# Warzone Fenris Part 2: Plastic Daemon Magnus and more



## Zion (May 31, 2011)

In the vein of Shield of Baal it seems the Warzone Fenris campaign is going to be a two parter with the second parter bring in the long time rivals of the Space Wolves:



Warhams-77 said:


> No release dates yet. The ongoing monthly Warzone: Fenris eBook series will end in October 2016.
> 
> - Newest update June 9 2016 -
> 
> ...


----------



## Lord of the Night (Nov 18, 2009)

Plastic Magnus the Red in Daemon Prince form?

...






1:12. That's my response (with a disbelieving tone).


LotN


----------



## gen.ahab (Dec 22, 2009)

Plastic Magnus......Wat....wat....WAT?!










Sent from my SM-N910V using Tapatalk


----------



## Zion (May 31, 2011)

Well Simon fromFW did drop a big hint that plastic would be the way the Daemon Primarch would go. Makes sense too since they'd be playable in both 40k and 30k.


----------



## Lord of the Night (Nov 18, 2009)

Zion said:


> Well Simon fromFW did drop a big hint that plastic would be the way the Daemon Primarch would go. Makes sense too since they'd be playable in both 40k and 30k.


If, and a big if, the Daemon Primarchs were to exist in-game I could buy that Forge World would be the ones to make them. Not GW though, they'd never make anything that cool.

Plus the Daemon Primarchs in 40k would be a massive game-changer. The powers of a DP combined with the statline of a Primarch, the loyalist and xenos armies would have nothing short of superheavies that could counter such a thing.


LotN


----------



## ntaw (Jul 20, 2012)

Flyers, Super-Heavies, and Gargantuan Creatures all were big shocks to 40k. Why wouldn't GW continue it rolling with plastic Daemon Primarchs?


----------



## Zion (May 31, 2011)

Daemon Primarchs aren't even new to the game:










Seriously, FW said they won't touch them and they'd be cooler in plastic. Considering Angron should be modern Bloodthirstier size I appreciate the fact that he'd be horrible to assemble in resin and hope for nice plastic models instead.


----------



## ntaw (Jul 20, 2012)

Old Angron up there has a similar stat line to Skarbrand.

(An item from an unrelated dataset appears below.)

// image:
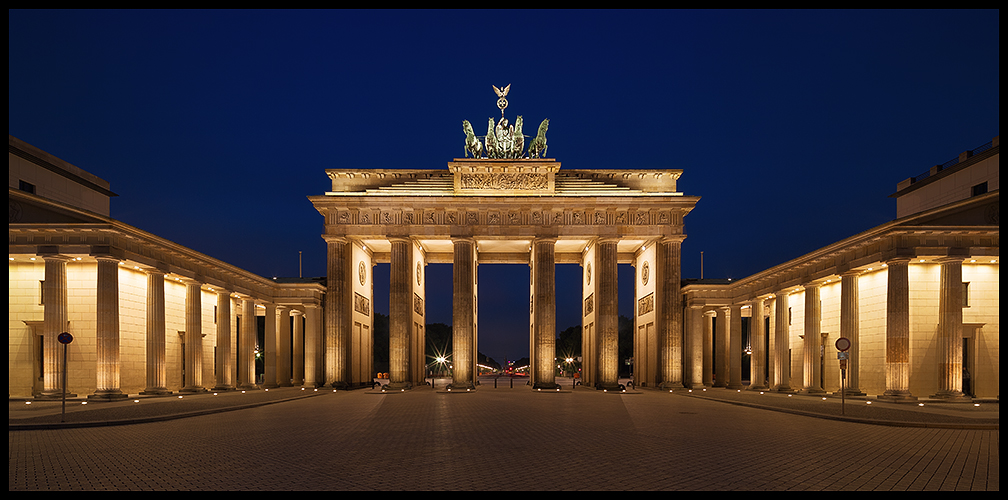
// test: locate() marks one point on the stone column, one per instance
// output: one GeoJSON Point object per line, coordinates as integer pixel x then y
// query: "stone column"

If only Skarbrand could fly (without papa Khone tossing him, that is)...


----------



## Zion (May 31, 2011)

Atia said:


> Anyone still hyped about Tzeentch? Yes? Great. Here some snippets to avoid all possible confusions:
> 
> - Forgeworld will do the Prospero Magnus. In resin. Around Fall, for the Inferno release (as I think Russ may be ready for sale for the next Open Day). There are no "problems", Simon Egan just was afraid of both the horns on his chest and his face. He will be the largest Primarch. And of course FW will continue to produce the 30k Primarchs.
> 
> ...





SadPanda said:


> Myth no more.
> 
> A lot of people over the years claimed the GDs were all finished and claimed they saw them (talking about myths).
> 
> ...


----------



## forkmaster (Jan 2, 2010)

This would be excellente and indeed a game-changer, but CSM really needs this as their current codex sucks. But I believe it once I see it.


----------



## Zion (May 31, 2011)

Inclusion sadly doesn't mean you'll see an update. Ala Sisters of Battle in Shield of Baal. I have my fingers crossed though as this is a good way to prop up multiple old books at the same time before they can get around to updating them.


----------